Cette menace produisit l’effet d’une goutte d’eau froide tombée dans un liquide en ébullition.

Marcel se calma comme par enchantement.

— Tiens ! dit-il en passant la lettre à son ami. Vois.

C’était une invitation à dîner d’un député, protecteur éclairé des arts et en particulier de Marcel, qui avait fait le portrait de sa maison de campagne.

— C’est pour aujourd’hui, dit Schaunard ; il est malheureux que le billet ne soit pas bon pour deux personnes. Mais au fait, j’y songe, ton député est ministériel ; tu ne peux pas, tu ne dois pas accepter : tes principes te défendent d’aller manger un pain trempé dans les sueurs du peuple.

— Bah ! dit Marcel, mon député est centre gauche ; il a voté l’autre jour contre le gouvernement. D’ailleurs, il doit me faire avoir une commande, et il m’a promis de me présenter dans le monde ; et puis, vois-tu, ça a beau être vendredi, je me sens pris d’une voracité Ugoline, et je veux dîner aujourd’hui, voilà.

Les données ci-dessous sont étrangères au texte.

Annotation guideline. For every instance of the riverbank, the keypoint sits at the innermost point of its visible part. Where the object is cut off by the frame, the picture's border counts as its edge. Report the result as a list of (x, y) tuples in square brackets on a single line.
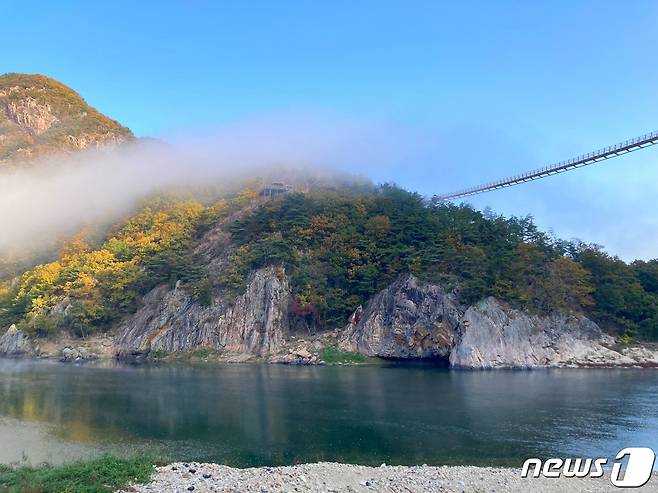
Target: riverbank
[(333, 477)]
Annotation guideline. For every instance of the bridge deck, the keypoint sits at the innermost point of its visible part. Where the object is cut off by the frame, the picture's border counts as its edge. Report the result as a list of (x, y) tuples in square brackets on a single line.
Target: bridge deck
[(625, 147)]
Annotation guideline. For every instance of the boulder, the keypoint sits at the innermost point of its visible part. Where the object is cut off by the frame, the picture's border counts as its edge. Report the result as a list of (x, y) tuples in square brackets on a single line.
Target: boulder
[(492, 335), (409, 319), (14, 342)]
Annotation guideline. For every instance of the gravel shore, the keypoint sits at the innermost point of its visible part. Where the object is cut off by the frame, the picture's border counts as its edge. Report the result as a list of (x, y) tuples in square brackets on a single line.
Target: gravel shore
[(331, 477)]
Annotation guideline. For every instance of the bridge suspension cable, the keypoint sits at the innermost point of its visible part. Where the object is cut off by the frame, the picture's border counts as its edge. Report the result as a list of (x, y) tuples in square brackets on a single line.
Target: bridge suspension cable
[(625, 147)]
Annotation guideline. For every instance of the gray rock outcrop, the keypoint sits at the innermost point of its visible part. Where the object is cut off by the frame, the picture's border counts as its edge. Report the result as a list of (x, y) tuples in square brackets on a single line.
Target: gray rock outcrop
[(492, 335), (15, 343), (171, 320), (414, 319), (409, 319)]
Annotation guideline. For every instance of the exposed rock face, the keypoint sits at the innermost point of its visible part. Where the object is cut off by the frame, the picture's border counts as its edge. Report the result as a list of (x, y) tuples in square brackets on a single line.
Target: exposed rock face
[(15, 343), (412, 319), (493, 336), (31, 115), (170, 320), (40, 116), (409, 319)]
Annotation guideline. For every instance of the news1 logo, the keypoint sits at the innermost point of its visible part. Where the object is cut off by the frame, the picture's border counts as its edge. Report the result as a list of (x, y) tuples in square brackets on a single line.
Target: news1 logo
[(638, 470)]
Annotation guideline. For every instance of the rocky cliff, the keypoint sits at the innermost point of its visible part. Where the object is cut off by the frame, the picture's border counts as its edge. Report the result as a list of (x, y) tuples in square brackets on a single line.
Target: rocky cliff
[(171, 320), (413, 319), (15, 343), (39, 116), (410, 319)]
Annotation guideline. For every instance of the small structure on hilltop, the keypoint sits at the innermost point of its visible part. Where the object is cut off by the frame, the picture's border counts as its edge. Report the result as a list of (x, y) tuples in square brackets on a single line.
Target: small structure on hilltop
[(274, 189)]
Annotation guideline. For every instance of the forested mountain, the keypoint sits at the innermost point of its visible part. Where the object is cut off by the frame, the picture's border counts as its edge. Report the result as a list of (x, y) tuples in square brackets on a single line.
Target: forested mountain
[(340, 243), (339, 246)]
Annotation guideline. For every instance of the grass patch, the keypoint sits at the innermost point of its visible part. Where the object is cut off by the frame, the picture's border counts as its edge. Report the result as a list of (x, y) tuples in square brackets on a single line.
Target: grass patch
[(331, 354), (101, 475)]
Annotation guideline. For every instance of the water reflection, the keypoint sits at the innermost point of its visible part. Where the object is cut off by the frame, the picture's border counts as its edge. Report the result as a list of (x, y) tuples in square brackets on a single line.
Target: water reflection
[(263, 414)]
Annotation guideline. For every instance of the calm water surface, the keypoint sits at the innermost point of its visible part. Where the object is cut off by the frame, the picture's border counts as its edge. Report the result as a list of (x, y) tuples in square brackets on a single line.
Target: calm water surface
[(246, 415)]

— Il y a encore d’autres obstacles, reprit Schaunard, qui ne laissait pas que d’être un peu jaloux de la bonne fortune qui tombait à son ami. Tu ne peux pas aller dîner en ville en vareuse rouge et avec un bonnet de débardeur.

— J’irai emprunter les habits de Rodolphe ou de Colline.

— Jeune insensé ! Oublies-tu que nous sommes passé le vingt du mois, et qu’à cette époque les habits de ces Messieurs sont cloués et surcloués ?

— Je trouverai au moins un habit noir d’ici cinq heures, dit Marcel.

— J’ai mis trois semaines pour en trouver un quand j’ai été à la noce de mon cousin ; et c’était au commencement de janvier.

— Eh bien, j’irai comme ça, reprit Marcel en marchant à grands pas. Il ne sera pas dit qu’une misérable question d’étiquette m’empêchera de faire mon premier pas dans le monde.

— À propos de ça, interrompit Schaunard, prenant beaucoup de plaisir à faire du chagrin à son ami, et des bottes ?

Marcel sortit dans un état d’agitation impossible à décrire. Au bout de deux heures il rentrait chargé d’un faux col.

— Voilà tout ce que j’ai pu trouver, dit-il piteusement.

— Ce n’était pas la peine de courir pour si peu, répondit Schaunard, il y a ici du papier de quoi en faire une douzaine.

— Mais, dit Marcel en s’arrachant les cheveux, nous devons avoir des effets, que diable !

— Et il commença une longue perquisition dans tous les coins des deux chambres.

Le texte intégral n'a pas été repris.